The police haven’t ...?

     —I believe there was a call from a detective this morning, I said quickly, suddenly remembering something Noelle had mentioned. But I could sense something – was it anger? – boiling up in her. —A fall, I gather? Into a ravine?

     But I have triggered an excruciating memory: her face tightens again, and more tears well up. She fumbles in her handbag for a tissue and turns away.

     —Forgive me, Madame. I am assuming she will elaborate at this point, but she does not. Instead she smudges at her eyes with the tissue, then all of a sudden blinks, pulls herself together, and changes gear, telling me that she has rented a cottage in the village, on rue de l’Angelus, and wants to start participating in Louis’ treatment. What can she do? Can she spend as much time as she wants with him? The cleaning-woman, Fatima, begins to mop the floor by our feet; we shift a little. I explain that she needs to take it easy, and let her son settle. She, too, must settle. All too often, patients’ relatives neglect themselves – which doesn’t help anyone. She needs to feel as well and happy as she can.

     —Is there any activity you particularly enjoy? Something you took pleasure in before the accident?

     —I have lots of photographs of Louis. I’ve been meaning to sort them into albums for years.

     —Perfect. And you can show them around. You’ll make friends here quickly, among the other relatives.

     She looks uneasy. —I haven’t really spoken to many people since–

     The image of Louis’ calamitous accident hangs in the air between us.

     —Time to start then, wouldn’t you say?

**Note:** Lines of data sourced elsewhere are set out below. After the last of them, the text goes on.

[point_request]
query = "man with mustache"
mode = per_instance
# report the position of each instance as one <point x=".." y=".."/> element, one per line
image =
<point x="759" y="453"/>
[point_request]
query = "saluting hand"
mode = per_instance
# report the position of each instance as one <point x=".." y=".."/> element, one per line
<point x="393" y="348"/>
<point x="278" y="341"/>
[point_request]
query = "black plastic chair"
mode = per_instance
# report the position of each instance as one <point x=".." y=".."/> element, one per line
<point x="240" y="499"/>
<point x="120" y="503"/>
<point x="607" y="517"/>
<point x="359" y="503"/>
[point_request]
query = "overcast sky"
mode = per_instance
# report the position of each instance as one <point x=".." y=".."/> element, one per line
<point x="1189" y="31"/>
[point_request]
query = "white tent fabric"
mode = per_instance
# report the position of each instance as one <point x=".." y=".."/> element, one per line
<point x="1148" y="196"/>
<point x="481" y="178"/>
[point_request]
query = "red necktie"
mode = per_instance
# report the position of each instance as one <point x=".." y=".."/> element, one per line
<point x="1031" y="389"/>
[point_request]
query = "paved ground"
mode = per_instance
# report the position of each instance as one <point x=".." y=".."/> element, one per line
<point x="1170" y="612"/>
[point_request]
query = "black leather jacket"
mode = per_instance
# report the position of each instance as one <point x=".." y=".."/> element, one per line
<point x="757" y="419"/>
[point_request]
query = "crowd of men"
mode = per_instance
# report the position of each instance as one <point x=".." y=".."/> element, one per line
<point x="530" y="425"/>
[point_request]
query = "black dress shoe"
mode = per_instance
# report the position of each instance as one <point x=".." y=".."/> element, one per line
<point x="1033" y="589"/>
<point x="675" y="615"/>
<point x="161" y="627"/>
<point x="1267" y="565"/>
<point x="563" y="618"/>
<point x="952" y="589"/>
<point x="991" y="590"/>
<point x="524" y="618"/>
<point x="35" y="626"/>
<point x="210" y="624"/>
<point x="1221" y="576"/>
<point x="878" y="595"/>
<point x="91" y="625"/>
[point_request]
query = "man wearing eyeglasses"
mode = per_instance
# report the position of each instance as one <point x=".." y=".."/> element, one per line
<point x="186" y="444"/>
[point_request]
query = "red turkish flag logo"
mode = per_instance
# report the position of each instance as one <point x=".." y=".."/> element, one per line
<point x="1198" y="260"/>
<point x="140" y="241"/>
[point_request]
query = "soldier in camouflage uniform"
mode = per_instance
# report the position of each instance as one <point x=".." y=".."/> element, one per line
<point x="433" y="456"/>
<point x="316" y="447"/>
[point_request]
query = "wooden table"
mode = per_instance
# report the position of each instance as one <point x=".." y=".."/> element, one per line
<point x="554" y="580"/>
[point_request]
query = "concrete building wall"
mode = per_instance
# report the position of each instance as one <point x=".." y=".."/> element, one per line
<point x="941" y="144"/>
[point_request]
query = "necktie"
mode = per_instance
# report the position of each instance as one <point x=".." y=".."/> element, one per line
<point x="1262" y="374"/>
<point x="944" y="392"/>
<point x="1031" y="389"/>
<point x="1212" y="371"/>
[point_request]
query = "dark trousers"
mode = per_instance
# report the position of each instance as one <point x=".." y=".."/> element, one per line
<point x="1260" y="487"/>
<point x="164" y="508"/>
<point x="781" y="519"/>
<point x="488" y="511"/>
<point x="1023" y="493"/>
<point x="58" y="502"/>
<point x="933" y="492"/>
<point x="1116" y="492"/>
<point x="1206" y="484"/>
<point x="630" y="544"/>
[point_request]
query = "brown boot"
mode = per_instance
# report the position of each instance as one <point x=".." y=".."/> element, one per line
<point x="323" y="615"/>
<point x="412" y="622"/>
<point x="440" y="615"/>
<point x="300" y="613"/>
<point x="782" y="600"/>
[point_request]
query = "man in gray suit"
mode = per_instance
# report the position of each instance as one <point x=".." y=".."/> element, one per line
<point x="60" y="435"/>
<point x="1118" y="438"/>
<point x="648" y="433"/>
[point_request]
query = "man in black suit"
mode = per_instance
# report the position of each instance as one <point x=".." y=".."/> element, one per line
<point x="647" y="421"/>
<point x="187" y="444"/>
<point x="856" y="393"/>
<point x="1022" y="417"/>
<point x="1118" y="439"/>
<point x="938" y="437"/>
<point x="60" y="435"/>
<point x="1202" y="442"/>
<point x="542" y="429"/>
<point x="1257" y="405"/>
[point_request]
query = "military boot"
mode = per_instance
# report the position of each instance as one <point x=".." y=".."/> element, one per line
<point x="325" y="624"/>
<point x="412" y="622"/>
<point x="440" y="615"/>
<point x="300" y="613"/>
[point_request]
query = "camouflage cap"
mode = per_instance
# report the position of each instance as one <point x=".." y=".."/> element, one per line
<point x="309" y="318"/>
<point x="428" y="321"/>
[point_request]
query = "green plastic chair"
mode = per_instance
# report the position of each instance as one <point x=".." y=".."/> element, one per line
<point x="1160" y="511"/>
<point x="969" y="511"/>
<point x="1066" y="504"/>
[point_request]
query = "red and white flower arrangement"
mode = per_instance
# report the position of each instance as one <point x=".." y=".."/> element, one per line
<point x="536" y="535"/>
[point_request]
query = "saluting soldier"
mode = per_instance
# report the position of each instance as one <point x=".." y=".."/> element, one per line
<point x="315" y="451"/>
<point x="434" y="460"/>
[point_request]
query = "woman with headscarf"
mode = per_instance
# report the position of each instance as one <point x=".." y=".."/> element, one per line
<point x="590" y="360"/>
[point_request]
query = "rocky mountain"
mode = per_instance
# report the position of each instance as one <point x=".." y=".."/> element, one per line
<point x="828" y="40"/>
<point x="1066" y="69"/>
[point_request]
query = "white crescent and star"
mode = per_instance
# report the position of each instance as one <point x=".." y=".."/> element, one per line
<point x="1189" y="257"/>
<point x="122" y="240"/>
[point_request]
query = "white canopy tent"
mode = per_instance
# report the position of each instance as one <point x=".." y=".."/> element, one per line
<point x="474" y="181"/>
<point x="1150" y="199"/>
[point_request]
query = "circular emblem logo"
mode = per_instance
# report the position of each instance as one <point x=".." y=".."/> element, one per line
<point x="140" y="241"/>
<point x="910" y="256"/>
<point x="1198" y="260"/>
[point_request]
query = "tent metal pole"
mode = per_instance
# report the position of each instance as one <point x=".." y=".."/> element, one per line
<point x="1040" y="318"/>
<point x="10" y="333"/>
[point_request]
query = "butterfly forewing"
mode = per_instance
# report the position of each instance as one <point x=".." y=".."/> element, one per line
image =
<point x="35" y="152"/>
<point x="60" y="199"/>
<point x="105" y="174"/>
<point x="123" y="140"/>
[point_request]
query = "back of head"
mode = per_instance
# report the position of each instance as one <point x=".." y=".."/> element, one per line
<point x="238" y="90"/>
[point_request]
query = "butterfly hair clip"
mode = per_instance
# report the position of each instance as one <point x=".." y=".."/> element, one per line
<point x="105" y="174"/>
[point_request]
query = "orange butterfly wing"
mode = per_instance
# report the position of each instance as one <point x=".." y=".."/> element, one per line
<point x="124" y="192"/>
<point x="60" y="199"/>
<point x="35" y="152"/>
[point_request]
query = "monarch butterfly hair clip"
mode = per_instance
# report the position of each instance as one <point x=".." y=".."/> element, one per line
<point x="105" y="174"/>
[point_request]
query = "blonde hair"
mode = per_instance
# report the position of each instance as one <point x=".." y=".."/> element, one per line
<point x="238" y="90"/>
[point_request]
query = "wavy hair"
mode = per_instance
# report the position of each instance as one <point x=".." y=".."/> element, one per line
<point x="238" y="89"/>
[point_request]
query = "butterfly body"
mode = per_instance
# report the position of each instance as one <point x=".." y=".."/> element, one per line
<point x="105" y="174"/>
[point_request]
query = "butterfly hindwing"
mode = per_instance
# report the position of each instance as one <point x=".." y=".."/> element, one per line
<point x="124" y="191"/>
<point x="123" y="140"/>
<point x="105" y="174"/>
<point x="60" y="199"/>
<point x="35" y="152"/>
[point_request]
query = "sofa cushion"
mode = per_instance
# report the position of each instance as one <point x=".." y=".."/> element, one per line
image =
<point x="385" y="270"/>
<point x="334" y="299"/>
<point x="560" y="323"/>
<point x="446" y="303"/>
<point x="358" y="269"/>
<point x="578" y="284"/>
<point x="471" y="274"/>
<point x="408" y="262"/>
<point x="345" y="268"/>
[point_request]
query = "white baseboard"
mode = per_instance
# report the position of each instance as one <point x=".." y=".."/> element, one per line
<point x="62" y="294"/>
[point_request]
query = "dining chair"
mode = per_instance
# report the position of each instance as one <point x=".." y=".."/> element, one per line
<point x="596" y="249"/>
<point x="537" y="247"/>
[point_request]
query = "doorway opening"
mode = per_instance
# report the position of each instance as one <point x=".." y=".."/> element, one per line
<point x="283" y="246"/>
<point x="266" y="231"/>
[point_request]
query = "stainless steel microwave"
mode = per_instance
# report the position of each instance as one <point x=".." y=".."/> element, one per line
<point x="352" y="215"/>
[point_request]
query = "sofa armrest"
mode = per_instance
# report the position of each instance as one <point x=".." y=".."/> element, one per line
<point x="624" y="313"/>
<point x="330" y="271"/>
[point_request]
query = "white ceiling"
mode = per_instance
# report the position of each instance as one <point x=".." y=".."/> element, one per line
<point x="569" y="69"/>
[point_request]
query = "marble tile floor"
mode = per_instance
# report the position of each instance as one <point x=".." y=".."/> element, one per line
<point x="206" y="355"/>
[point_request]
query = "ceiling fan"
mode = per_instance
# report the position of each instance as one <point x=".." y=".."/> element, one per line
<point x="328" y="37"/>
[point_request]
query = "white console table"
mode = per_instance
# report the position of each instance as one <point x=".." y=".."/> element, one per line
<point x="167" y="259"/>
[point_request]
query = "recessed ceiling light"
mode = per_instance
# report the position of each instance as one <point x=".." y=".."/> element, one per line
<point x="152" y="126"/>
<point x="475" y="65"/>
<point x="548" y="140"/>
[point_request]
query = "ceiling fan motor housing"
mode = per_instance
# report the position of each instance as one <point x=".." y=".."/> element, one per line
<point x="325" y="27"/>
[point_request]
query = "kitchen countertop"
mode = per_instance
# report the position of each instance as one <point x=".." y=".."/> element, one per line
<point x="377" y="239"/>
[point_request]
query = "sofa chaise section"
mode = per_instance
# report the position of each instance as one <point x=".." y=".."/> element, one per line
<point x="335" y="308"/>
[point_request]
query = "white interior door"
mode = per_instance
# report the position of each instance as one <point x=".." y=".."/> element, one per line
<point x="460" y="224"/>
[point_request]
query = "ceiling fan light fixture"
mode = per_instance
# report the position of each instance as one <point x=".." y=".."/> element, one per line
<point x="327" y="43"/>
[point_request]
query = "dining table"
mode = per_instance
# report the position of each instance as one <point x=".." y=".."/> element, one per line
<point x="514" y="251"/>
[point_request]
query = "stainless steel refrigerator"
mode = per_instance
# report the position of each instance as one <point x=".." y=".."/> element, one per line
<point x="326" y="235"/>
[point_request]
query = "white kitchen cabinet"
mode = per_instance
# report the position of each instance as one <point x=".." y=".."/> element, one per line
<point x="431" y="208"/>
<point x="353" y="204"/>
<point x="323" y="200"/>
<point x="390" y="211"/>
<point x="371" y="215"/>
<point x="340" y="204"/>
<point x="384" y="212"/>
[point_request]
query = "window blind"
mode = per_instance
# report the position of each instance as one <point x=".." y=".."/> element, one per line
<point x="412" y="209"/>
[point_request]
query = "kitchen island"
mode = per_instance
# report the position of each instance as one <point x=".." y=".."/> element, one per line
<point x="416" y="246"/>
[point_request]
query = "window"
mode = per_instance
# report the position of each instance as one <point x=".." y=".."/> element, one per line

     —Yes, I suppose so. It’s been very isolating, the whole thing.

     —You have family? Friends?

     —My mother lives in Guadeloupe. She’s been meaning to come over, but my stepfather’s very ill with Parkinson’s.

     —And there’s no one else?

     —Not really. I have a sister, but we don’t see each other. We fell out a long time ago. There is a short silence as we both ponder this. I would like to ask the reason for the estrangement, and for her husband’s absence, but don’t want to appear tactless.

     —Dr Meunier said you had a radical approach. I was glad to hear that, Dr Dannachet. Her mouth twitches again: a small muscle spasm. —Because I think Louis’ condition needs radicalism.

     I return her smile, with what I hope is humility, and give a small, self-deprecating shrug. Might a woman like Madame Drax be impressed by what she has heard of me? Swiftly, I slap the thought down, but not too soon to feel shame at my own ridiculousness. The trouble with being married to someone like Sophie is that you get daily, affectionate reminders of your own absurdity, and imagine her amused laughter in your head.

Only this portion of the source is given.